Abstract

Over the last decades, there has been growing interest in research in multiple and interdisciplinary fields of human-AI computing. In particular, approaches integrating human’s perspective and design with reinforcement learning (RL) have received more attention. However, the current research on RL may need to consider its enhancement from human-inspired approaches further. In this work, we focus on enabling a meta-reinforcement learning (meta-RL) agent to achieve adaptation and generalization, according to modeling Markov Decision Processes (MDP) using Bayesian knowledge and analysis. By introducing a novel framework called human-inspired meta-RL (HMRL), we incorporate the agent performing resilient actions to leverage the dynamic dense reward based on the knowledge and prediction of a Bayesian analysis.
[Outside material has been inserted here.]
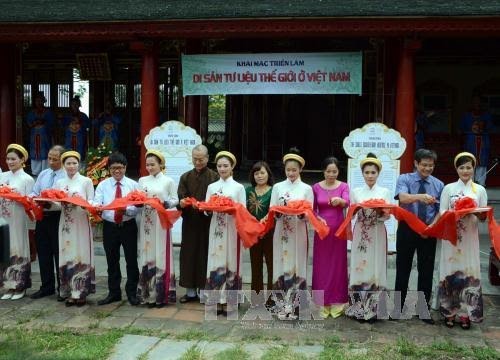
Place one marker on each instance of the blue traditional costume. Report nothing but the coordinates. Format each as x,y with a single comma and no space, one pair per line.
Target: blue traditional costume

The proposed framework can make the agent learn generalization and prevent the agent from failing catastrophically. The experimental results show that our approach helps the agent reduce computational costs with learning adaptation. In addition to the system design, we have also extended further algorithmic improvement based on learning within a deep Q-network (DQN) implementations for more complicated future tasks, which compared replay buffers to possibly enhance the optimization process. Finally, we conclude and anticipate that integrating human-inspired meta-RL can enable learning more formulations relating to robustness and scalability, leading to promising directions and more complex AI goals in the future.